In the end, I promised a sequel that got into more specifics. So here it is – six major myths about listing a property and marketing a property that are often trumpeted by our own industry. Its been said that if you repeat something often enough it becomes “fact” in the eyes of the consumer. So let’s put some of these “facts” to rest.
Myth #1 – “We have 12 billion to the 10th power active listings, so our reputation speaks for itself!”
Really? How on earth does anyone come to that conclusion? You can have all the listings in the world, but if you can’t sell them, what’s the point? The percentage of sold listings is a bit more pertinant. However, even that number does not discriminate between individual agent performance.
Does size really matter? Do the number of listings or the size of the brokerage have anything to do with the ability of the agent to market and sell a home successfully? Is it the brokerage or the agent that is the determining factor?
What Does the Brokerage Bring to the Table?
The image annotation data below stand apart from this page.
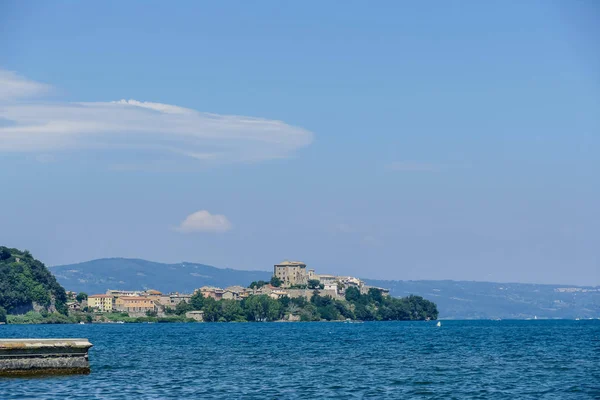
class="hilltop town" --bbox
[0,247,438,324]
[82,261,389,321]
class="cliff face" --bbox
[0,246,67,314]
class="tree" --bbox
[203,297,221,322]
[219,300,245,322]
[249,281,267,289]
[368,288,383,304]
[307,279,325,289]
[0,247,11,261]
[75,292,87,303]
[270,276,283,287]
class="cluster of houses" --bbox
[78,261,389,319]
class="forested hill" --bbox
[0,246,67,314]
[50,258,271,294]
[50,258,600,319]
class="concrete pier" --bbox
[0,339,92,376]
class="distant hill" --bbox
[366,279,600,319]
[0,246,67,314]
[51,258,600,319]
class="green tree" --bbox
[203,297,222,322]
[175,300,192,315]
[75,292,87,303]
[306,279,321,289]
[345,286,360,302]
[219,300,245,322]
[190,291,205,310]
[270,276,283,287]
[248,281,267,289]
[0,247,11,261]
[367,288,383,304]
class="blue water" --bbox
[0,320,600,400]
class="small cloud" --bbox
[362,235,379,246]
[387,161,440,172]
[175,210,231,233]
[35,154,55,164]
[335,224,356,233]
[0,69,52,100]
[0,69,313,164]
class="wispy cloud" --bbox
[0,70,313,163]
[387,161,441,172]
[175,210,231,233]
[0,69,51,101]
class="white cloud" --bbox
[387,161,440,172]
[0,70,313,162]
[0,69,51,101]
[175,210,231,233]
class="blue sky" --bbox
[0,1,600,285]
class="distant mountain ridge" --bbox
[50,258,600,319]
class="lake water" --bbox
[0,320,600,400]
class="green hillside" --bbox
[0,246,67,315]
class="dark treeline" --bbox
[167,288,438,322]
[0,246,68,316]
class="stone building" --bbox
[116,296,158,313]
[88,294,115,312]
[273,261,308,287]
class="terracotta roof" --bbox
[275,261,306,267]
[119,296,152,301]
With the Westchester NY real estate market in a downward trajectory, sellers realize that they need more than a sign in the ground to move their property. In truth, this was always the case, but these days I’m getting more and more questions about marketing the listing. One of the biggest issues I encounter on listing presentations are questions regarding the brokerage itself. Most questions revolve around marketing. What does the brokerage do in terms of marketing for the listing?
I think that most sellers assume that since the brokerage is “big” and has capital behind it, that they are the ones spending big bucks on marketing the home. But this is rarely the case. Many big-box national brokerages build on that confusion and perpetuate the myth that their brokerage “brand” makes a significant difference in selling a home for top dollar. They also tout their “marketing package” in terms of the amount of support they offer. Some actually stress that the number of agents in the brokerage somehow makes that brokerage better or somehow more able to move the property. With all the hype and misinformation out there it is small wonder that sellers are confused.
I would challenge these large brokerages who claim that their numbers speak for themselves to enumerate exactly WHAT they do to justify their claims? And while they are at it, I would like to have some hard numbers to back up their success stories. I haven’t seen any of them come up with any marketing advantage that holds up under scrutiny. Most of the time they appear to be blowing smoke. Don’t get me wrong, I’m not slamming big brokerages. That would be rather foolish since the brokerage that I am currently associated with is quite large. What I am trying to do is cut through the hype.